Department of Zoology, University of Oxford, Oxford, United Kingdom.
PLoS Pathog. 2011 Mar;7(3):e1001306. doi: 10.1371/journal.ppat.1001306. Epub 2011 Mar 3.
Many pathogenic bacteria, fungi, and protozoa achieve chronic infection through an immune evasion strategy known as antigenic variation. In the human malaria parasite Plasmodium falciparum, this involves transcriptional switching among members of the var gene family, causing parasites with different antigenic and phenotypic characteristics to appear at different times within a population. Here we use a genome-wide approach to explore this process in vitro within a set of cloned parasite populations. Our analyses reveal a non-random, highly structured switch pathway where an initially dominant transcript switches via a set of switch-intermediates either to a new dominant transcript, or back to the original. We show that this specific pathway can arise through an evolutionary conflict in which the pathogen has to optimise between safeguarding its limited antigenic repertoire and remaining capable of establishing infections in non-naïve individuals. Our results thus demonstrate a crucial role for structured switching during the early phases of infections and provide a unifying theory of antigenic variation in P. falciparum malaria as a balanced process of parasite-intrinsic switching and immune-mediated selection.

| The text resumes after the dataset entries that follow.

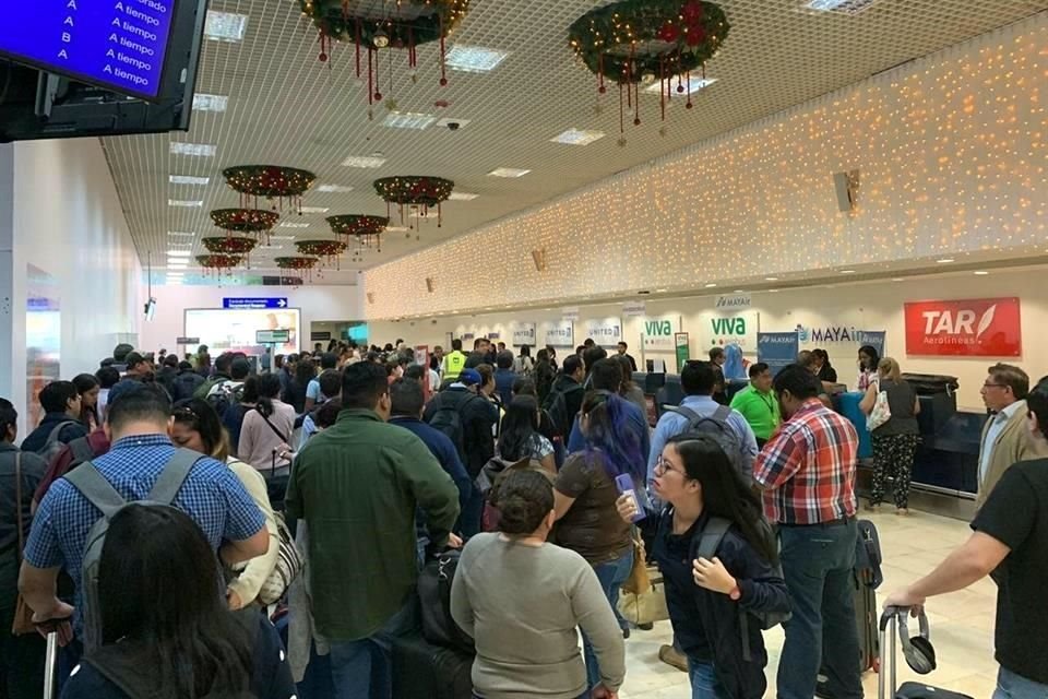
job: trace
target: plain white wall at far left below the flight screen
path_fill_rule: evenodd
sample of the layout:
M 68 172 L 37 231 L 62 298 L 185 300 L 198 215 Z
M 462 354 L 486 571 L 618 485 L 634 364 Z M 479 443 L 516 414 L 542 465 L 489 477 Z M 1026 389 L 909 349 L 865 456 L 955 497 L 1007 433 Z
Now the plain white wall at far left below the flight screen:
M 55 280 L 62 378 L 95 371 L 136 336 L 141 266 L 97 139 L 0 146 L 0 395 L 23 415 L 29 264 Z

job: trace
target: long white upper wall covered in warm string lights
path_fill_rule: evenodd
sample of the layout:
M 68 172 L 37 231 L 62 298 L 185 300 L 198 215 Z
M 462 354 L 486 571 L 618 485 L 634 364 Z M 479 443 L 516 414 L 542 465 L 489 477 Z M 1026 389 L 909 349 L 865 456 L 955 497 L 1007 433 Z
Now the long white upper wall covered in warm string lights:
M 370 270 L 365 310 L 475 312 L 1043 253 L 1046 32 L 1039 13 Z M 580 167 L 585 158 L 583 149 Z M 833 181 L 851 168 L 854 216 Z M 538 163 L 527 177 L 544 176 Z

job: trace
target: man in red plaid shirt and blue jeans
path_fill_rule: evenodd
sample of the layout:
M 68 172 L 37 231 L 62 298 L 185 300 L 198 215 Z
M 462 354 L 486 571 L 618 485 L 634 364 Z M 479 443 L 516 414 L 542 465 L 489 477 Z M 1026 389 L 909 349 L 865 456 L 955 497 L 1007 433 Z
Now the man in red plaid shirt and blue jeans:
M 820 665 L 833 699 L 861 699 L 855 624 L 855 461 L 851 423 L 819 400 L 817 378 L 793 365 L 775 377 L 786 422 L 753 465 L 764 513 L 777 522 L 794 603 L 778 665 L 779 699 L 811 699 Z M 825 649 L 825 652 L 823 652 Z

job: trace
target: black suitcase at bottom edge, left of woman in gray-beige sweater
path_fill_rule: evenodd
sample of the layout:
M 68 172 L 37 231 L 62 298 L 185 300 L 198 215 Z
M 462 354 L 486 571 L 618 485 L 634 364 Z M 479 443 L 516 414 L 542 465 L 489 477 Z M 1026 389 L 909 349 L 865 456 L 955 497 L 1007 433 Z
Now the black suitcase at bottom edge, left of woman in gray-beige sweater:
M 473 655 L 420 636 L 393 641 L 393 699 L 472 699 Z

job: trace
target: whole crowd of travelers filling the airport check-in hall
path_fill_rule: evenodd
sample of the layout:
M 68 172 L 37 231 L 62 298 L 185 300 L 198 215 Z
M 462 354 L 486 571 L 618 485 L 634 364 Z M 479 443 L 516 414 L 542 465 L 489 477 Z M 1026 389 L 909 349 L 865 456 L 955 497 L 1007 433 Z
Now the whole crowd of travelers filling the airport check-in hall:
M 859 437 L 826 405 L 829 355 L 773 375 L 716 348 L 651 424 L 626 343 L 532 350 L 119 345 L 31 396 L 24 439 L 0 399 L 0 699 L 41 696 L 48 637 L 67 699 L 390 699 L 420 571 L 449 550 L 479 699 L 619 696 L 651 628 L 620 593 L 648 564 L 674 631 L 658 657 L 694 699 L 763 697 L 779 624 L 779 698 L 862 697 Z M 891 485 L 905 517 L 920 401 L 896 360 L 859 359 L 868 507 Z M 1048 379 L 996 365 L 982 396 L 974 533 L 886 604 L 992 576 L 995 697 L 1044 698 Z

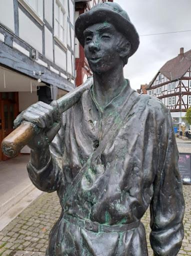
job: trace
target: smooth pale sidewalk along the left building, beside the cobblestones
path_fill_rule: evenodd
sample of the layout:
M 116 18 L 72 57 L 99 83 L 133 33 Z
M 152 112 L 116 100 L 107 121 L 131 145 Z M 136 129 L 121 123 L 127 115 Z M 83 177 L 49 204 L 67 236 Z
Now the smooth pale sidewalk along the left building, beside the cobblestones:
M 0 162 L 0 230 L 41 194 L 28 178 L 28 159 L 21 155 Z

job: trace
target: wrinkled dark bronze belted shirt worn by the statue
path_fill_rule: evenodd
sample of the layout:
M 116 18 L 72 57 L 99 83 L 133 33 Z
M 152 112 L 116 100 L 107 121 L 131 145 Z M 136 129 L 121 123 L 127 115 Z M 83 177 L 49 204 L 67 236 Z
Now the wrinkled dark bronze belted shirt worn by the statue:
M 176 255 L 183 239 L 184 200 L 169 110 L 160 100 L 139 95 L 128 81 L 102 109 L 92 91 L 63 113 L 47 165 L 41 170 L 28 165 L 33 184 L 56 190 L 62 207 L 46 255 L 147 255 L 141 222 L 118 232 L 95 232 L 81 223 L 136 223 L 149 205 L 154 255 Z M 107 134 L 112 136 L 103 151 L 90 161 Z M 80 181 L 71 186 L 85 164 Z

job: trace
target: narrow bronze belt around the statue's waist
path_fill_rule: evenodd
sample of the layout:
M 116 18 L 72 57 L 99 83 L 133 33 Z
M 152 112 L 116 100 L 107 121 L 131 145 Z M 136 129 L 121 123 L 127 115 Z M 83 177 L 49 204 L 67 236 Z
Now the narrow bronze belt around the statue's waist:
M 127 230 L 138 227 L 140 224 L 140 221 L 137 220 L 127 224 L 105 225 L 105 224 L 100 224 L 96 221 L 91 221 L 89 219 L 80 219 L 80 218 L 76 218 L 66 214 L 63 215 L 63 219 L 67 220 L 68 222 L 76 226 L 83 227 L 89 231 L 93 231 L 96 233 L 97 232 L 125 232 Z

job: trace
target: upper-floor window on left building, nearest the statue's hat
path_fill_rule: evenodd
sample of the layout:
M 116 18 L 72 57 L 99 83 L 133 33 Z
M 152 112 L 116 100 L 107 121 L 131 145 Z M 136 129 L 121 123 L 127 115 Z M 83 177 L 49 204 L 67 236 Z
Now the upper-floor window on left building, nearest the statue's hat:
M 64 0 L 56 0 L 54 8 L 54 36 L 66 45 L 66 20 L 63 8 Z

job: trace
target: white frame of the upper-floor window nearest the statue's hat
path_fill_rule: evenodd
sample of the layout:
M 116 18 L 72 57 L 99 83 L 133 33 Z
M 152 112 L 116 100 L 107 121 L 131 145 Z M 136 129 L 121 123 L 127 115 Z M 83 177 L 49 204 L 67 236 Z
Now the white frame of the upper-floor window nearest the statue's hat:
M 53 26 L 53 37 L 54 40 L 59 44 L 61 48 L 66 52 L 67 51 L 67 12 L 66 10 L 66 1 L 65 0 L 54 0 L 54 26 Z M 56 5 L 58 6 L 58 21 L 56 19 Z M 61 25 L 60 14 L 63 15 L 63 24 Z M 58 35 L 55 32 L 55 21 L 58 22 Z M 61 40 L 61 28 L 63 29 L 63 40 Z

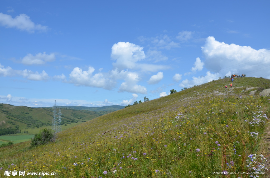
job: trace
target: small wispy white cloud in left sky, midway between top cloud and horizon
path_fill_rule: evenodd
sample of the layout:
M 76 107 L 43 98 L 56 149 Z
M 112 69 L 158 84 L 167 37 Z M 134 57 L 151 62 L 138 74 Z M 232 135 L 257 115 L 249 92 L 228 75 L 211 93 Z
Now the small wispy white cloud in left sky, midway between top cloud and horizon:
M 42 65 L 46 62 L 51 62 L 55 60 L 55 54 L 46 54 L 46 52 L 38 53 L 35 56 L 32 54 L 27 54 L 25 57 L 22 58 L 21 63 L 25 65 Z

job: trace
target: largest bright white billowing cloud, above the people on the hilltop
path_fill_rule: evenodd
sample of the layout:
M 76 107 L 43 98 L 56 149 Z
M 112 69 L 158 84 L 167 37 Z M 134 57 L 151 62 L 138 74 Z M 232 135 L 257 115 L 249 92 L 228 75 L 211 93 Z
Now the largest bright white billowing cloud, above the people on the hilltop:
M 270 50 L 253 49 L 249 46 L 218 42 L 208 37 L 202 48 L 205 56 L 205 67 L 210 72 L 219 72 L 221 76 L 231 72 L 247 76 L 268 77 Z

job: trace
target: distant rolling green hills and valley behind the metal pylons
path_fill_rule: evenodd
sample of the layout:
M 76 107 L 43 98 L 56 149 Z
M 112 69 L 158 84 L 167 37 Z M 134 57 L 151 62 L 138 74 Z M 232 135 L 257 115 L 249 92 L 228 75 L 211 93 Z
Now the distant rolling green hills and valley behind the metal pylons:
M 76 106 L 74 106 L 76 108 Z M 61 108 L 61 107 L 58 107 Z M 91 111 L 88 107 L 61 108 L 62 130 L 86 122 L 98 116 L 113 112 L 122 107 L 98 107 Z M 112 109 L 112 110 L 109 110 Z M 93 109 L 92 109 L 93 110 Z M 13 106 L 0 104 L 0 145 L 13 141 L 19 143 L 29 140 L 42 128 L 51 128 L 52 108 L 30 108 L 26 106 Z M 58 110 L 57 110 L 58 111 Z M 5 138 L 5 136 L 8 136 Z

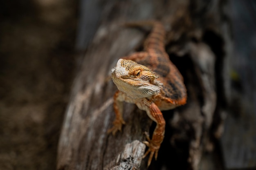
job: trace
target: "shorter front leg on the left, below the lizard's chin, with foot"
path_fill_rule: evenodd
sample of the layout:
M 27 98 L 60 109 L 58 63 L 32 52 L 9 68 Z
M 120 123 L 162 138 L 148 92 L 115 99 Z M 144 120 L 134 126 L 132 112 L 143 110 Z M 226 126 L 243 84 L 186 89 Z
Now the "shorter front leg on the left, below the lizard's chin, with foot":
M 113 127 L 108 130 L 108 133 L 112 132 L 112 135 L 115 135 L 117 130 L 122 131 L 122 125 L 125 124 L 123 119 L 123 101 L 124 93 L 117 91 L 114 95 L 114 111 L 116 118 L 113 121 Z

许多致病性细菌、真菌和原生动物通过一种被称为抗原变异的免疫逃避策略实现慢性感染。在人类疟疾寄生虫疟原虫中,这涉及到 var 基因家族成员之间的转录切换,导致具有不同抗原和表型特征的寄生虫在群体中不同时间出现。在这里,我们使用全基因组方法在一组克隆寄生虫群体中在体外探索这一过程。我们的分析揭示了一种非随机的、高度结构化的开关途径,其中最初占主导地位的转录物通过一组开关中间物切换到新的主导转录物,或者返回到原始转录物。我们表明,这种特定的途径可以通过病原体在保护其有限的抗原库和保持在非幼稚个体中建立感染能力之间的一种进化冲突而产生。因此,我们的结果表明在感染的早期阶段结构转换起着至关重要的作用,并为疟原虫疟疾中的抗原变异提供了一个统一的理论,即寄生虫内在转换和免疫介导选择之间的平衡过程。